One of Tobold's posts today got me thinking. He proposes an institutionalised system of guild hopping where players automatically join a guild to do a dungeon and then move on to a new guild when they have they are ready for the next dungeon. Tobold wrote this piece with tongue in cheek to highlight the current trend of guild hopping in World of Warcraft, a trend he believes is damaging to the game in the long run. Yet as I read it I realised that I would love just such a system.

I like effortlessly casual social interaction. I like multiplayer shooters where you share a few gaming moments with randomly selected players. I even like pugging in mmorpgs. Guilds are great but they do involve effort, effort in game and effort out of game (forums, administration and schedules).
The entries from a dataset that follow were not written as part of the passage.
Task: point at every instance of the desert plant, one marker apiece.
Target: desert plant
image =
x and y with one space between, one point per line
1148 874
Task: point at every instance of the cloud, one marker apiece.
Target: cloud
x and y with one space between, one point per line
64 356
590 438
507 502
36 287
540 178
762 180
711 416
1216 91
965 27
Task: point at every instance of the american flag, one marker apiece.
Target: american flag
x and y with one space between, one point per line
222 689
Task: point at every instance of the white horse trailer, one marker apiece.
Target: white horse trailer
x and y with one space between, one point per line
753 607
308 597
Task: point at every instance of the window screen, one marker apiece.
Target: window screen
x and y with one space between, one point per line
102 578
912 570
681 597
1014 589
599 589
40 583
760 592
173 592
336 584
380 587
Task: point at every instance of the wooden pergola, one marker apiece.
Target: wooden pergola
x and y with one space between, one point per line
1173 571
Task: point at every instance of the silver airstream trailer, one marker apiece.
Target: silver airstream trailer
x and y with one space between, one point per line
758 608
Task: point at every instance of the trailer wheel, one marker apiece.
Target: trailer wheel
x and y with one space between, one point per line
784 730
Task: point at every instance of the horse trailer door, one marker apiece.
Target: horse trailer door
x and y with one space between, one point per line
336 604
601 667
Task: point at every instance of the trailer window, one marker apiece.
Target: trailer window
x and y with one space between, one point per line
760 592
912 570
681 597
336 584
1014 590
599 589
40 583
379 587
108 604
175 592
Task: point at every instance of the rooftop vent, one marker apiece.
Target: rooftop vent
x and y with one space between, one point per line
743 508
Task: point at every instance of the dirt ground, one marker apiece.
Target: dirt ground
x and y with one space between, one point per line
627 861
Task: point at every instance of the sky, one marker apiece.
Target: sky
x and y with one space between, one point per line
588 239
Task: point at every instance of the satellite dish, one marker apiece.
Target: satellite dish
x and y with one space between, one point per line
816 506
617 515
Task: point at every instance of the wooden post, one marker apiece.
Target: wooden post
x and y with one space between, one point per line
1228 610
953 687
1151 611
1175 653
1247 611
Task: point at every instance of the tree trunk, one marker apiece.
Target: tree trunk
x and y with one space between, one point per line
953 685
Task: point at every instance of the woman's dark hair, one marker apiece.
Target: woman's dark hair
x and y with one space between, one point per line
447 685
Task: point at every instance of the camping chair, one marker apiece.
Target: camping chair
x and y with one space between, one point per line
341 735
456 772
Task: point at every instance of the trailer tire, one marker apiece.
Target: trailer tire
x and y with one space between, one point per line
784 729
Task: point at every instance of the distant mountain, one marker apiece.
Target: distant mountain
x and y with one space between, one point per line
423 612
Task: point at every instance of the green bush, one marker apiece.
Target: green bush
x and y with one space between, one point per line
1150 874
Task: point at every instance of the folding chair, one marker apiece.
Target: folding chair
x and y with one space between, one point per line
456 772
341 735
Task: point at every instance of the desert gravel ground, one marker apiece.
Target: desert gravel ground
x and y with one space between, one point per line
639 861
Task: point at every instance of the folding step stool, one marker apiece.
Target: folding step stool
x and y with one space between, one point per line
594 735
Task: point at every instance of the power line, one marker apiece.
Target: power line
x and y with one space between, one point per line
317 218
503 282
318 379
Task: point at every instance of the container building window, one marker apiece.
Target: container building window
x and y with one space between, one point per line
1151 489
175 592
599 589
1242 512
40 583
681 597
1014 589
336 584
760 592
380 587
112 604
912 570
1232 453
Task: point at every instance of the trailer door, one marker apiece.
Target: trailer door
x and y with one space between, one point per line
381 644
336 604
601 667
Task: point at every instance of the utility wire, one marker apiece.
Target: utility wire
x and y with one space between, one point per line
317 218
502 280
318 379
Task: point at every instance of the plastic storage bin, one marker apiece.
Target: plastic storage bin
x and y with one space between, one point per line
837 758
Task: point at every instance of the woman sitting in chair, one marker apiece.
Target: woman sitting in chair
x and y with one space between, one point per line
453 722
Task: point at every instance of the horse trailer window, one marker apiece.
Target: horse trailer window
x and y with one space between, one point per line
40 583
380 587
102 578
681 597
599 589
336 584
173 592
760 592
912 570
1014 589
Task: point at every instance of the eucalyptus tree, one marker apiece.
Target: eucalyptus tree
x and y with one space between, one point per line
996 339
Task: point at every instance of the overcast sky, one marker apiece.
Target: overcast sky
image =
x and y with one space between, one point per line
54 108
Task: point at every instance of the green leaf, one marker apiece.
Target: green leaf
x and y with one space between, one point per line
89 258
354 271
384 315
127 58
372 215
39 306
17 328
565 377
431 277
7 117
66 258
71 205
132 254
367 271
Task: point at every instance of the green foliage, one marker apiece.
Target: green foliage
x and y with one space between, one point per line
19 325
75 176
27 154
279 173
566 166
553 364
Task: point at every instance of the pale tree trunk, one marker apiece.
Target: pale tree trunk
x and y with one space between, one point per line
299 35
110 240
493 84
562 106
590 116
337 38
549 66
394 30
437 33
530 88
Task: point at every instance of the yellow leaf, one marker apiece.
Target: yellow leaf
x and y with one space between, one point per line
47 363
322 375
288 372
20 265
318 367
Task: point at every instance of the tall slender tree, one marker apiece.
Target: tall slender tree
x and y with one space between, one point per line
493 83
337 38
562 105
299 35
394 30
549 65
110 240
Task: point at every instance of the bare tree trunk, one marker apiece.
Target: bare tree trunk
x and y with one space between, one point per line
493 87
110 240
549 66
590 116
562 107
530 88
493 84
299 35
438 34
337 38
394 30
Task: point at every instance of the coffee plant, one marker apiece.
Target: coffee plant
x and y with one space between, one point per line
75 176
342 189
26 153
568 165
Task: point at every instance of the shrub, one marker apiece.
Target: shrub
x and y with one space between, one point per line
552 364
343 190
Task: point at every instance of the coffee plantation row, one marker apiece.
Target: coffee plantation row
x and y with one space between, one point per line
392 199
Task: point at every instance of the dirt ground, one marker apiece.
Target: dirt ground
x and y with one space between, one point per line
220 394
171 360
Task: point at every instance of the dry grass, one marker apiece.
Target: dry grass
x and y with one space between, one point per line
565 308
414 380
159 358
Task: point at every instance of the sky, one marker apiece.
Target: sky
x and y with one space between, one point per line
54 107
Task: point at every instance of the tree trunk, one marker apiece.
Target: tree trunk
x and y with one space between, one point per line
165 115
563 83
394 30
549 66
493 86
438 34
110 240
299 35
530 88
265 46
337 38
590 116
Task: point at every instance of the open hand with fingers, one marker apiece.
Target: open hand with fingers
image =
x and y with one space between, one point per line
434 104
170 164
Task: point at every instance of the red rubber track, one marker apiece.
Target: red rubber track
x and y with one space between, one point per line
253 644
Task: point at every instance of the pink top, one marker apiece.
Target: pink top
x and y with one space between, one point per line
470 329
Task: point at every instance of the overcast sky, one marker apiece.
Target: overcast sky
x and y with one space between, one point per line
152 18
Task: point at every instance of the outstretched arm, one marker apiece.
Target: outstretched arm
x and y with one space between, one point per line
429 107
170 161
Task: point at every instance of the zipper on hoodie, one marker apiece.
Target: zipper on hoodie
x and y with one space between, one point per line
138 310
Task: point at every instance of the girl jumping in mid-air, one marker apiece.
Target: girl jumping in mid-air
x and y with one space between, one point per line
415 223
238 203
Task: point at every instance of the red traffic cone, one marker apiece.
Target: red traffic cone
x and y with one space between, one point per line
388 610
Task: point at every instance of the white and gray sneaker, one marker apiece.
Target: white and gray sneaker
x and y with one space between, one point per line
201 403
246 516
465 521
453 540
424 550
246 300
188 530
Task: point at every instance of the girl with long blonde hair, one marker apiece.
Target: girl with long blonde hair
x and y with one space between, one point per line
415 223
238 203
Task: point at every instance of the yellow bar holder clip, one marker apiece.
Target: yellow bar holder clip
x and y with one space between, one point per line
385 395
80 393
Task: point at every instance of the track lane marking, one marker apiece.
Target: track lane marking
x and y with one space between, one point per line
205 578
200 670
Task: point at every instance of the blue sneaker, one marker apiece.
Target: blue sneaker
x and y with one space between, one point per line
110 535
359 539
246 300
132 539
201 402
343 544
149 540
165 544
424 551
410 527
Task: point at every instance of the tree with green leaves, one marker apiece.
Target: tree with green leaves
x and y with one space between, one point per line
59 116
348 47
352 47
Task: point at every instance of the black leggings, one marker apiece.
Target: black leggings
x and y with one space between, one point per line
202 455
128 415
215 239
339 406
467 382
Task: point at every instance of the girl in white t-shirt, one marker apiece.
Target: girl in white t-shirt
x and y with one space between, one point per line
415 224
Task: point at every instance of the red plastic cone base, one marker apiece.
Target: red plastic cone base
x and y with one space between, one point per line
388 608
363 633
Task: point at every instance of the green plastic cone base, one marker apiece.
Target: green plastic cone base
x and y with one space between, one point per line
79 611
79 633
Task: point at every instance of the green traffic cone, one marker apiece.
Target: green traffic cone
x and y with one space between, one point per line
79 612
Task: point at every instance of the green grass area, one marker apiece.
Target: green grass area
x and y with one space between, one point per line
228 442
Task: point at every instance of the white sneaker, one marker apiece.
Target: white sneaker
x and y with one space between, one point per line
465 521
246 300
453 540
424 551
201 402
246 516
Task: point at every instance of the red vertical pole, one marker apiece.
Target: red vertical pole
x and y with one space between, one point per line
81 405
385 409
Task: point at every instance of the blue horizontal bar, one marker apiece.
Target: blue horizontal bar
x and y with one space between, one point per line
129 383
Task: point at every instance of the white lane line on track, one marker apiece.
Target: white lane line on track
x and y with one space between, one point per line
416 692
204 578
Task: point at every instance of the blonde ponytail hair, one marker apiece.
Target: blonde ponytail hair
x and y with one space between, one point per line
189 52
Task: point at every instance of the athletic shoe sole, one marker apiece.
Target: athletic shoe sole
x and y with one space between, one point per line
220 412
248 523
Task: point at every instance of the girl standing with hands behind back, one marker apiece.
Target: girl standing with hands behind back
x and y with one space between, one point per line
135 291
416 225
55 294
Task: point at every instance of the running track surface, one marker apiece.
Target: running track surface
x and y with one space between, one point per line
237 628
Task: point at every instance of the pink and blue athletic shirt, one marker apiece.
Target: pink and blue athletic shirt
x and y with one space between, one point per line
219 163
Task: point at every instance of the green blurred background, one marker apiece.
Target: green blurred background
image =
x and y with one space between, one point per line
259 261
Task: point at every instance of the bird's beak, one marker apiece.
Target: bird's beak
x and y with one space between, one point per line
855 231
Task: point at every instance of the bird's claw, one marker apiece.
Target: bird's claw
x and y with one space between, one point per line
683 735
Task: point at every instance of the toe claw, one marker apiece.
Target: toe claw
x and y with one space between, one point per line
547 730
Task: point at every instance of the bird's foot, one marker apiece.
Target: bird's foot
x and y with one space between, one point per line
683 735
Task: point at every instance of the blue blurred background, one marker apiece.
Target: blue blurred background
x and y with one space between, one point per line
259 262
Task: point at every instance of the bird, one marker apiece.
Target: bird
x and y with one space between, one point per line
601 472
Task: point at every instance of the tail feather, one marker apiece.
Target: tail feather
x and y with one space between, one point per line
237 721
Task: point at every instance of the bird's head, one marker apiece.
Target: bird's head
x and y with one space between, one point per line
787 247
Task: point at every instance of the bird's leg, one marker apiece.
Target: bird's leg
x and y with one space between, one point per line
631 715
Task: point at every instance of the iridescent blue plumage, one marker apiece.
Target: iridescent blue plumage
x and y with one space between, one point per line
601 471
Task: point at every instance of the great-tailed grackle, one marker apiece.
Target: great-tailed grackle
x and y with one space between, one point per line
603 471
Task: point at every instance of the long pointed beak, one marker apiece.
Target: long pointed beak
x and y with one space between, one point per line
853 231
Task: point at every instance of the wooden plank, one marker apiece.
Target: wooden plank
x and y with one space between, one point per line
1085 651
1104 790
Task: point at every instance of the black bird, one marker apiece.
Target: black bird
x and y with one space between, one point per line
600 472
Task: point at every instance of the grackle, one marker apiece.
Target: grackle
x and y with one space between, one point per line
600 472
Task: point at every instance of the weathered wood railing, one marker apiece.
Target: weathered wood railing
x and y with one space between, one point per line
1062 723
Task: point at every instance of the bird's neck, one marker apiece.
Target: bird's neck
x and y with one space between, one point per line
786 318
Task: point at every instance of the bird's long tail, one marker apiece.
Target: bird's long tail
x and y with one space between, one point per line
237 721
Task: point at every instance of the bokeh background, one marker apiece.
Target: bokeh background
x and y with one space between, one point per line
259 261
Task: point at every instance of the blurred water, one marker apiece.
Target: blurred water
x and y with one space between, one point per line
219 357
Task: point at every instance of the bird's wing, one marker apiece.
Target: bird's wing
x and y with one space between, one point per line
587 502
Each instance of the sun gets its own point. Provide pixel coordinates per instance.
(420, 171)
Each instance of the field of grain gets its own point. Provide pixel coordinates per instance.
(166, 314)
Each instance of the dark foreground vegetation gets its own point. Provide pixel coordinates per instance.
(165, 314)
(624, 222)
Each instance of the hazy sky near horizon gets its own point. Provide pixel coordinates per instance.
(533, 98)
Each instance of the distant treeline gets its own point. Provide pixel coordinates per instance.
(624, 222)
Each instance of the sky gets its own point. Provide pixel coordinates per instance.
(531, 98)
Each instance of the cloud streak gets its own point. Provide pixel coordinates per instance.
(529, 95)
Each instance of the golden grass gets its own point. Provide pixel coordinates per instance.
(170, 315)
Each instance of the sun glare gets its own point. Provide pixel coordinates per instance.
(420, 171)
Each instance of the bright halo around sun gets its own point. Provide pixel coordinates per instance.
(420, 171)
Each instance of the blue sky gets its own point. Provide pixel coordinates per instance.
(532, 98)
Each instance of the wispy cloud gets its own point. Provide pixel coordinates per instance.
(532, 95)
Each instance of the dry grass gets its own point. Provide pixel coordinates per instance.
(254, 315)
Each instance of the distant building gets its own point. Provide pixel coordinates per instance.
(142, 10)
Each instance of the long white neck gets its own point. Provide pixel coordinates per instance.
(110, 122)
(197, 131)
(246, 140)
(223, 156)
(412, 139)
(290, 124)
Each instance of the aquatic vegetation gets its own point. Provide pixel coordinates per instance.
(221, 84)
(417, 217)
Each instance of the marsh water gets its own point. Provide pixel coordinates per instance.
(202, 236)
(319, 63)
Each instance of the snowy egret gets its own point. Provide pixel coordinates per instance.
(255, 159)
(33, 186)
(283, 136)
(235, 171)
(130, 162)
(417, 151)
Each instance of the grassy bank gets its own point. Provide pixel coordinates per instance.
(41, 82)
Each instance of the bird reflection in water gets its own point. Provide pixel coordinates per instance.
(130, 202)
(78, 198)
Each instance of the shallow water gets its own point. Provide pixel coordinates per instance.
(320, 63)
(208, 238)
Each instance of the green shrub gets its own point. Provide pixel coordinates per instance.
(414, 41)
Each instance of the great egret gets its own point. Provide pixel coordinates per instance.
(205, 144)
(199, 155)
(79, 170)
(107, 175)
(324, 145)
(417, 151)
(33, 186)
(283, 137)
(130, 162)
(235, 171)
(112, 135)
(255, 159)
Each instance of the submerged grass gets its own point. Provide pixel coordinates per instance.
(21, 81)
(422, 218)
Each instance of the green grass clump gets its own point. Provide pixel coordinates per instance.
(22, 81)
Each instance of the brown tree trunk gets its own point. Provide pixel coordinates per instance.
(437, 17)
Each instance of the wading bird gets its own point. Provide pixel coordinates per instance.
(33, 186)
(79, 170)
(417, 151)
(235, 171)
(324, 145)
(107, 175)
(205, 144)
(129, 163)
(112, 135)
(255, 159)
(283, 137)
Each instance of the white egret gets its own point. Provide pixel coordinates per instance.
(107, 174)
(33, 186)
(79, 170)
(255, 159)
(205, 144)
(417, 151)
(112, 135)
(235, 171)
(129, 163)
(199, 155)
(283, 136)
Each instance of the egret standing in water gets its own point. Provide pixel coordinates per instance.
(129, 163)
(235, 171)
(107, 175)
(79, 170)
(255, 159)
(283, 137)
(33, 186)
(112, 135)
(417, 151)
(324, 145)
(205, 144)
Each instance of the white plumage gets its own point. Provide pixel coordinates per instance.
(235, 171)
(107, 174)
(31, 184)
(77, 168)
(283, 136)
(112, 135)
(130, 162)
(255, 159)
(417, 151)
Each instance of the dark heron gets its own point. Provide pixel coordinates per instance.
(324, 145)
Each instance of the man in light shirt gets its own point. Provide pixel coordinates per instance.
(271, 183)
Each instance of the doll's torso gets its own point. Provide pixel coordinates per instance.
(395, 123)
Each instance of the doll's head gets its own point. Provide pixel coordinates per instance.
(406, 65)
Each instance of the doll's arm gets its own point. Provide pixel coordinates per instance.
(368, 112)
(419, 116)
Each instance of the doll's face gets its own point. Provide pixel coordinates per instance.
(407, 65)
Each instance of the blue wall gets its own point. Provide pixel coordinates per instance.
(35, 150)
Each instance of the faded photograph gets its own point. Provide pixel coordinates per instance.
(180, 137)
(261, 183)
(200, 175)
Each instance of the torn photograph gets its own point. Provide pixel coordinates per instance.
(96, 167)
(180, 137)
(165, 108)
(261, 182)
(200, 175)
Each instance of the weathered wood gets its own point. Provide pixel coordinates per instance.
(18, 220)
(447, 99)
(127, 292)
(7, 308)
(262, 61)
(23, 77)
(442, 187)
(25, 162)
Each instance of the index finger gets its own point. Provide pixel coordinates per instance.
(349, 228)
I think one of the reasons I enjoyed LOTRO so much was that I had great experiences with pick up groups. Partly this was because the community was bit more mature than WOW and partly this was because the game did a great job of training people into grouping.

Of course the problem with pugs normally is that you never know who you are going to get and the performance of the group generally falls to the lowest common denominator. That is why PUG raids are generally destined to fail. Tobold's proposed system of institutionalised Pick up and put down guilds (henceforth to be known as PUPDoGs) might actually solve this problem. The entry requirements would ensure that only players ready for a given level of content would be in a given guild and the as the guilds only focus on one dungeon each they might be expected to develop an institutional memory of tactics for that dungeon.

Am I the only one who likes casual social interaction? I doubt it. The history of mmos shows that there are many different types of players with many different motivations: People who play multiplayer games solo, people who never join a guild, people who play a pvp game in PVE mode. I suspect there are quite a few folk out there who would enjoy an mmo more if the burden of social interaction was reduced rather than increased.